Democrats in the Wilderness: Inside a decimated party’s not-so-certain revival strategy.
Standing with some 30,000 people in front of Independence Hall in Philadelphia the night before the election
watching Hillary Clinton speak, exhausted aides were already worrying
about what would come next. They expected her to win, of course, but
they knew President Clinton was going to get thrashed in the 2018
midterms—the races were tilted in Republicans’ favor, and that’s when
they thought the backlash would really hit. Many assumed she’d be a
one-term president. They figured she’d get a primary challenge. Some of
them had already started gaming out names for who it would be.
“Last night I stood at your doorstep / Trying to figure out what went
wrong,” Bruce Springsteen sang quietly to the crowd in what he called
“a prayer for post-election.” “It’s gonna be a long walk home.”

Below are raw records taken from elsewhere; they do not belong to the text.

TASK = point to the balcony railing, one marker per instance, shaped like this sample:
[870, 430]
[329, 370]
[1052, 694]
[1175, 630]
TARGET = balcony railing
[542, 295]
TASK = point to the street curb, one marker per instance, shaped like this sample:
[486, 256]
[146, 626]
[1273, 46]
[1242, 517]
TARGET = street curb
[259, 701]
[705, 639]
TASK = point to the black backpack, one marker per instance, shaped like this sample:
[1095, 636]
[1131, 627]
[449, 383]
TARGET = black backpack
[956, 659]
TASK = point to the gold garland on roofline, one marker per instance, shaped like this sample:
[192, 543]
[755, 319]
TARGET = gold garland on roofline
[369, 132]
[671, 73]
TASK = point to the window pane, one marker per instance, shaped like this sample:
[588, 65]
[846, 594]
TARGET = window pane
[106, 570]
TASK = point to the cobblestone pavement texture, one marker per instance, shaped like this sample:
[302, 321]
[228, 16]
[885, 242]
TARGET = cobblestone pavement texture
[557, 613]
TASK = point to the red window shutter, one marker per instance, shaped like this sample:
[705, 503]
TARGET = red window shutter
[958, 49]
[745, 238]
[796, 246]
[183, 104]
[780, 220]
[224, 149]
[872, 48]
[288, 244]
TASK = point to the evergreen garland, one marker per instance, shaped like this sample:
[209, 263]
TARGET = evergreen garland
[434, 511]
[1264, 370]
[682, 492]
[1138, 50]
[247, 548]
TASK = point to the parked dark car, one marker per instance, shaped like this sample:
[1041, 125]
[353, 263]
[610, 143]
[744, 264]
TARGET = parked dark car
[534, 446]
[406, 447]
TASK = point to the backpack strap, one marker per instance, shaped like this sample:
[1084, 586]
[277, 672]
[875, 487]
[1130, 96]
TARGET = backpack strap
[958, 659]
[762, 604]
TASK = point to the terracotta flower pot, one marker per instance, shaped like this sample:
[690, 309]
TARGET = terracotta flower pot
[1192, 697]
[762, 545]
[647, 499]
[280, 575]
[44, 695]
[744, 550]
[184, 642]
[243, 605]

What happened the next night shocked even the most pessimistic
Democrats. But in another sense, it was the reckoning the party had been
expecting for years. They were counting on a Clinton win to paper over a
deeper rot they’ve been worrying about—and to buy them some time to
start coming up with answers. In other words, it wasn’t just Donald
Trump. Or the Russians. Or James Comey. Or all the problems with how
Clinton and her aides ran the campaign. Win or lose, Democrats were
facing an existential crisis in the years ahead—the result of years of
complacency, ignoring the withering of the grass roots and the state
parties, sitting by as Republicans racked up local win after local win.